The Average Cost of Bonds
Discussing the cost of a surety bond is difficult if you don’t know what kind of bond you require. Generally speaking, you will never have to pay the total bond amount in advance. You normally only pay a percentage, known as the bond premium. If your credit score is spotless and your company has a reputation, you will normally pay around 1-3% of the total sum.
However, if you’re new or have a spotty record, that premium might be hiked up to as much as 10%. To put it in raw numbers, the riskiest of businesses will have to pay $2,500 if their total bond sum equals $25,000.
For commercial bond prices, the surety will normally have to take into consideration the owner’s personal credit score and financial strength, as well as the financial risk of the enterprise.

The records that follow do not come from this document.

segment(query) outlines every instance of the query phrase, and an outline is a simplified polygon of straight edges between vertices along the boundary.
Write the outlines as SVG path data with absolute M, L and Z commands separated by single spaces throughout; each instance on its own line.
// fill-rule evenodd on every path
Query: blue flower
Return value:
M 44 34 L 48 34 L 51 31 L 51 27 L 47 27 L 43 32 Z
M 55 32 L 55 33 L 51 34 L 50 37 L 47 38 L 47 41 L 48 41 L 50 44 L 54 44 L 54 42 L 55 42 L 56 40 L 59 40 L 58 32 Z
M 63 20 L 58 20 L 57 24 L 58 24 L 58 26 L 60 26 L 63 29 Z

Contract bonds are typically broken into two categories: Fast Track and Full Bond Line. Fast Track is used when the job is $500k or less, and your company has limited experience and has a strong credit score. These cost about 3% of the bond amount. Full Bond Lines are for more experienced contractors and require a more thorough underwriting process, including a review of financials and work-on-hand schedule, among other things. Typically, the larger the job, the smaller the bond rate will be.
Surety bonds have a ton of advantages, especially when compared to insurance or letters of credit . Hopefully, this article has helped you understand just how important it is to acquire one for your business and why so many different companies and individuals continue to do so.